Les ports français ont pour beaucoup été dessinés et construits à une époque où la flotte de plaisance était différente. Les bateaux étaient généralement plus étroits et souvent plus petits qu’aujourd’hui. Or les unités modernes ont gagné en volume intérieur, et donc en largeur. Un voilier récent de 11 mètres peut être sensiblement plus large qu’un modèle de dimensions comparables construit trente ans plus tôt. La situation est encore plus évidente pour les catamarans. Avec six ou sept mètres de largeur, un multicoque peut occuper l’espace de deux monocoques dans certaines configurations de pontons. Le développement spectaculaire des catamarans de croisière crée donc une nouvelle pression dans les marinas. Il peut ainsi exister des places disponibles dans un port sans qu’aucune soit réellement compatible avec le bateau recherché. C’est précisément pour cette raison qu’il faut se renseigner par catégorie de dimensions et non simplement demander : « Avez-vous une place ? »
Acheter loin de chez soi peut aussi offrir une solution temporaire. Imaginons que vous habitiez en région parisienne et que vous trouviez le bateau idéal en Bretagne. Rien n’oblige à le transférer immédiatement vers la Méditerranée ou vers le port où vous imaginez naviguer à terme. Vous pouvez très bien conserver le bateau dans son bassin d’origine pendant une saison, apprendre à le connaître, réaliser les éventuels travaux et organiser progressivement son convoyage. Cette stratégie est particulièrement intéressante dans le cadre d’un projet de grande croisière. L’emplacement du bateau peut évoluer avec le programme de navigation. Il n’est pas nécessairement figé dès le jour de l’achat.
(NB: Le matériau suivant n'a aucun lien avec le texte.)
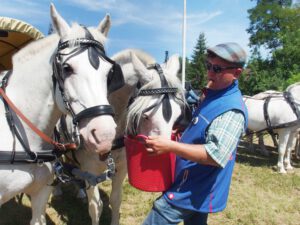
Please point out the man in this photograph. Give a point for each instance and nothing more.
(206, 151)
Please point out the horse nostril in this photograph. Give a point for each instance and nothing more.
(95, 136)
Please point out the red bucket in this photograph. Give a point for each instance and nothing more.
(147, 172)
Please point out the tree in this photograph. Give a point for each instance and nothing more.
(274, 24)
(196, 66)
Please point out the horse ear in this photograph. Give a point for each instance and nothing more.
(173, 64)
(140, 69)
(58, 22)
(104, 25)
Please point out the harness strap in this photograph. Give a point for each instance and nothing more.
(24, 157)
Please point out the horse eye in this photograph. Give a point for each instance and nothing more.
(145, 117)
(67, 69)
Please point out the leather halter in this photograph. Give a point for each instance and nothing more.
(95, 50)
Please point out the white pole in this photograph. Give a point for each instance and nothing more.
(183, 44)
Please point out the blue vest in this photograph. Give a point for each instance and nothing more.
(199, 187)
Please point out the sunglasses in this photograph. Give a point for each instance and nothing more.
(218, 68)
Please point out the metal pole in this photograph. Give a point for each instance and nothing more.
(183, 44)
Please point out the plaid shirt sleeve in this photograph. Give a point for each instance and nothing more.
(223, 136)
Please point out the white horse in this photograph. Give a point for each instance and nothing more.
(76, 59)
(262, 149)
(137, 77)
(280, 112)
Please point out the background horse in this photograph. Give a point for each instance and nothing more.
(280, 112)
(262, 149)
(137, 77)
(63, 72)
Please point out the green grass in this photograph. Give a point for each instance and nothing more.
(258, 196)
Tout dépend finalement du bassin de navigation. Dans une région où les capacités portuaires sont relativement importantes, il n’est pas nécessaire de renverser complètement l’ordre du projet. Il suffit généralement d’étudier sérieusement les possibilités avant de signer. En revanche, si vous souhaitez absolument conserver votre bateau dans une zone très demandée, mieux vaut commencer par contacter les ports. Demandez quelles dimensions sont les plus faciles ou les plus difficiles à accueillir. Étudiez les ports voisins, les solutions à sec, les mouillages organisés et les possibilités saisonnières. Cette enquête pourra même modifier votre choix de bateau. Vous découvrirez peut-être qu’un voilier de 9,80 mètres correspond finalement mieux à votre programme qu’un 11,50 mètres.
Ou, au contraire, que la place existe et que rien ne vous empêche d’acheter l’unité dont vous rêvez. Il n’est donc pas toujours indispensable d’avoir obtenu sa place avant le bateau. Mais il est devenu indispensable d’y avoir sérieusement réfléchi avant de l’acheter. Car trouver le bateau idéal sans savoir où l’amarrer revient finalement à résoudre seulement la moitié du problème.